In the five participants who had experience with both direct and videolaryngoscopes, the direct comparison of the forces applied with the two devices broadly confirmed the interpretations that were suggested by the indirect comparison.

To our knowledge, this is the first study describing the pattern of the applied forces when using a laryngoscope during neonatal intubation. While the analysis of the magnitude of the applied forces with different laryngoscopes was outside the scope of this study and has already been addressed elsewhere [9, 12], we believe that our data provide some insights on how and when forces are applied to the soft tissues when using direct and video laryngoscopes. These may be a source of discussion for those involved in neonatal intubation, and may offer useful information to trainees and trainers in order to achieve adequate proficiency.

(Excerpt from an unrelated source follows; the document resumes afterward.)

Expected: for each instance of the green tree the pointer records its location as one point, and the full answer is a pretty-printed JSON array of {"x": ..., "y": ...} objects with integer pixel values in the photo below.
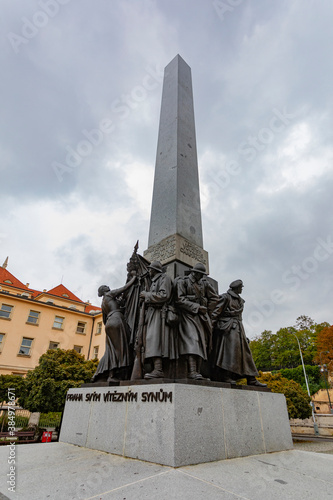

Our study has some limitations that should be considered when reading the results. First, the small sample size suggests caution in the interpretation of the results. Second, the simulation may limit the generalizability of the findings to the patient because the manikin removes the anatomical variability among neonates. Third, the simulation setting induces a low-stress environment, which may bias the performance of the participants. However, previous studies suggested that the forces used in a manikin were similar to those applied to humans [12, 13]. Last, we acknowledge the arbitrariness of including only clinicians with 10 or more intubations on patients with direct or video laryngoscope, as more experienced users among participants in the original trial [9]. Hence, the generalizability of the findings should be limited to clinicians with similar experience.

Conclusions

In this neonatal manikin study, we identified three sections in the diagram of the forces applied during intubation, displaying a rising of the forces, followed by a sort of plateau and a final decrease of the forces. Overall, the pattern of each section showed some differences in relation to the laryngoscope (direct or video) that was used during the procedure. These findings may provide useful insights to health care providers involved in neonatal intubation, in order to improve the understanding and the quality of the procedure.